You are viewing a plain text version of this content. The canonical link for it is here.

Posted to common-user@hadoop.apache.org by Nathan Marz <na...@rapleaf.com> on 2008/11/18 23:37:56 UTC

What do you do with task logs?

We find that after about 400 to 500 jobs run in succession on our  
Hadoop cluster, the disk space on each machine is quickly used up by  
logs for all the tasks. What do people do to manage these logs? Does  
Hadoop have anything built in for managing them? Or do we have to  
delete/move the logs with a home-cooked method?

Thanks,
Nathan Marz
Rapleaf

Re: What do you do with task logs?

Posted by Edward Capriolo <ed...@gmail.com>.

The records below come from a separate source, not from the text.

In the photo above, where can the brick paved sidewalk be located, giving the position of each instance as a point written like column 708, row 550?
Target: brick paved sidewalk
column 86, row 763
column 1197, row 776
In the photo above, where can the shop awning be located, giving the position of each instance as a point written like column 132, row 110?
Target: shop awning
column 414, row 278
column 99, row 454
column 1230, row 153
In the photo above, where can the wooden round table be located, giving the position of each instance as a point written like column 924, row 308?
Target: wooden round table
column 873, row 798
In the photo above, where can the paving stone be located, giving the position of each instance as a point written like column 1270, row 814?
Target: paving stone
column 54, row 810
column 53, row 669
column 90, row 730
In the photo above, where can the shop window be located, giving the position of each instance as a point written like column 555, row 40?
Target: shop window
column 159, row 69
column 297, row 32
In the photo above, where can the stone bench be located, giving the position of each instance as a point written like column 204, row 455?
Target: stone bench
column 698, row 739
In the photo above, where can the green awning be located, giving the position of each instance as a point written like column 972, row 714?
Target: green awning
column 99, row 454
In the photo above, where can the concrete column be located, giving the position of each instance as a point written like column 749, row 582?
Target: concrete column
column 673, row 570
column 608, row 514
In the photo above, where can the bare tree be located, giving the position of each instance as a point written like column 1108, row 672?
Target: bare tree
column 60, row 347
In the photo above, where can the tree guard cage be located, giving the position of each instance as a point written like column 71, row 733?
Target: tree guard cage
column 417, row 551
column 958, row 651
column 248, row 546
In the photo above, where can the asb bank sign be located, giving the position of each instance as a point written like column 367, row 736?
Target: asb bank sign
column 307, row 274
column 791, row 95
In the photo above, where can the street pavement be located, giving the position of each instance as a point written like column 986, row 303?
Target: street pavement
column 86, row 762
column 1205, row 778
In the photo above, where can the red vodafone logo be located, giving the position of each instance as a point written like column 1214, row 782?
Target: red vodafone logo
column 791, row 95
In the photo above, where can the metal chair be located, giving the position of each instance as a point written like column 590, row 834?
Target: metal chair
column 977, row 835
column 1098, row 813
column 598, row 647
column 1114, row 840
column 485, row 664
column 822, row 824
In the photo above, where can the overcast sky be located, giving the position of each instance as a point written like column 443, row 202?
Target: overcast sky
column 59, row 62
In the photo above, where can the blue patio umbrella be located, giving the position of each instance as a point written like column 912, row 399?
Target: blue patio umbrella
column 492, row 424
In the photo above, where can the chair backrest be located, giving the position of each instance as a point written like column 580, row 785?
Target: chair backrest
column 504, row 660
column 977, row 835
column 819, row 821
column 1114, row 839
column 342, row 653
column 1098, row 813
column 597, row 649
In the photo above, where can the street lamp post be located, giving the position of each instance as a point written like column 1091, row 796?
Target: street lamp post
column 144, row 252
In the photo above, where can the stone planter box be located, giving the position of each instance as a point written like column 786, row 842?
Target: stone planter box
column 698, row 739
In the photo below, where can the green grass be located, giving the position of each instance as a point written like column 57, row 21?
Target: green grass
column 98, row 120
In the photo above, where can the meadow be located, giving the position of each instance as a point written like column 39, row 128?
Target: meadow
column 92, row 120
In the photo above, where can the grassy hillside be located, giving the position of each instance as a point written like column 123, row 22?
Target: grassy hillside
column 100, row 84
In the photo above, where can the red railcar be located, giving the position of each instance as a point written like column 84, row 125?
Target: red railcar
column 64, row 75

We just setup a log4j server. This takes the logs off the cluster.
Plus you get all the benefits of log4j

http://timarcher.com/?q=node/10

Re: What do you do with task logs?

Posted by Alex Loddengaard <al...@cloudera.com>.

You could take a look at Chukwa, which essentially collects and drops your
logs to HDFS:
<http://wiki.apache.org/hadoop/Chukwa>

The last time I tried to play with Chukwa, it wasn't in a state to be played
with yet.  If that's still the case, then you can use Scribe to collect all
of your logs in a single place, and then create a quick Python script to
persist these logs to HDFS.  Learn more about Scribe here:

<
http://www.cloudera.com/blog/2008/11/02/configuring-and-using-scribe-for-hadoop-log-collection/
>

Alex

On Tue, Nov 18, 2008 at 2:37 PM, Nathan Marz <na...@rapleaf.com> wrote:

> We find that after about 400 to 500 jobs run in succession on our Hadoop
> cluster, the disk space on each machine is quickly used up by logs for all
> the tasks. What do people do to manage these logs? Does Hadoop have anything
> built in for managing them? Or do we have to delete/move the logs with a
> home-cooked method?
>
> Thanks,
> Nathan Marz
> Rapleaf
>